AR-BuildingBlocksRECORDSgraphic450.jpg27) Somebody to Love – Queen – “Somebody to Love” is another ballad, following the success of  “Bohemian Rhapsody” on the band’s album, “A Day at the Races.” Blues and Gospel were always elements of British Rock and “Somebody” is Freddie Mercury’s tribute to a Gospel tradition in general and Aretha Franklin, in particular. The song is a plea to God for “somebody to love” that the singer has not yet found. The anguished, twisted articulation of the word “love” near the song’s end evokes Gospel and Aretha, as well as loneliness and desperation.

26) Scenes from an Italian Restaurant – Billy Joel – “Scenes” is one of Billy Joel’s most popular, longest and most complex pieces. Never released as a single, the more than 7.5-minute song is composed of five different segments.  The Intro is a set up with two old friends meeting “at our old Italian restaurant.”  This leads to a “catching up” on where the characters are now and then a piano solo. The fourth section is “The Ballad of Brenda and Eddie” who “were the popular steadies and the king and the queen of the prom,” and tells the story of their early and ill-fated marriage. The fifth and final section brings us, full circle, back to dinner at the restaurant. Joel effectively uses instrumentation/orchestration and tempo to delineate the sections and tell two compelling stories simultaneously. 

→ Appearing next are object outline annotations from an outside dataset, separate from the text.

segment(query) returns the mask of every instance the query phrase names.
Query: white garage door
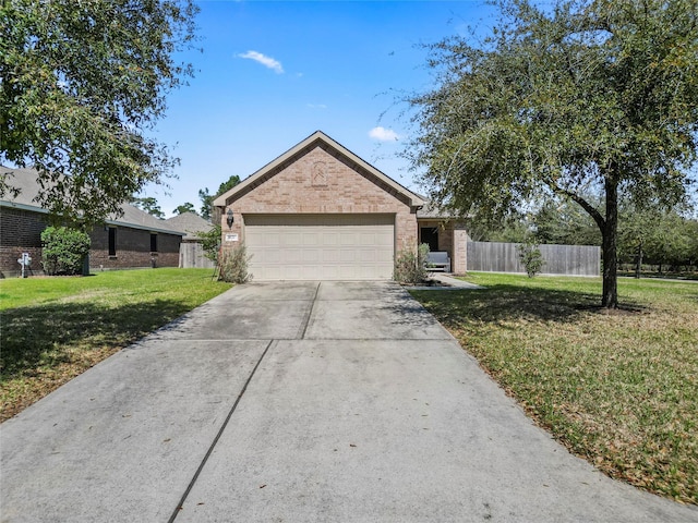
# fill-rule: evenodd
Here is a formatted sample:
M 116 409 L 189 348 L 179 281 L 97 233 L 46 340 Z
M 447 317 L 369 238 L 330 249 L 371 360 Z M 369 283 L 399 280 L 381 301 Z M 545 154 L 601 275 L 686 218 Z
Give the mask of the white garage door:
M 388 280 L 394 215 L 245 215 L 255 280 Z

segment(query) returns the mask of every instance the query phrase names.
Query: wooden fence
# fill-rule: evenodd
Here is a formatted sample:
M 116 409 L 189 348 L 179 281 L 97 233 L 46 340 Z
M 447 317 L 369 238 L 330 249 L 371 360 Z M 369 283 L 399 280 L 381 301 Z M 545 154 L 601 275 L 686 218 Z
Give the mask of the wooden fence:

25) Piece of My Heart – Janis Joplin, Big Brother & the Holding Company — An actor friend of mine has described a particularly intense performance as “leaving blood on the stage.”  Janis has a compelling voice to go with the intense delivery and the phrase is particularly apt in her anguished rendition of this song. The emotion, rough edges and the rawness of her Big Brother band mates puts this one on the list.  She may well be her generation’s Judy Garland in that pain and beauty are always present and her history is not unlike the Great Garland’s.

24) Under Pressure – David Bowie/Queen – Released as a single in the fall of 1981,”Under Pressure” was a true collaboration of the band and David Bowie, with both Freddie Mercury and Bowie listed as producers. Bowie was at Queen’s Montreux studio to provide vocals on a track that never made it to a record. “Pressure” was the ultimate result of improvisation and jam sessions working with material Queen already had. The concept behind the song is that we are all under pressure and the staccato-like scat singing re-enforces a jangly sense of urgency.  The song is unlike anything that either Bowie or Queen produced before or since. And seems particularly appropriate for this time.


23) I’m Still Standing – Elton John – The song is a triumphant celebration of survival and victory. Written in 1983 by John and Bernie Taupin, it is similar in tone to other songs from singers who have gone through hardships from personal tragedies to popular eclipse and have come back with even more power. Perhaps the ultimate of the genre is Sinatra’s “My Way,” other notable examples would be Tom Petty’s “I Won’t Back Down” and Janis Ian’s “This Train Still Runs.”  The seminal music video that promoted the “I’m Still Standing,” shot in Cannes and Nice, helped propel the song up the charts. It reached Number 12 in Billboard’s Hot 100 and was recreated for 2019’s movie about Sir Elton, “Rocketman.”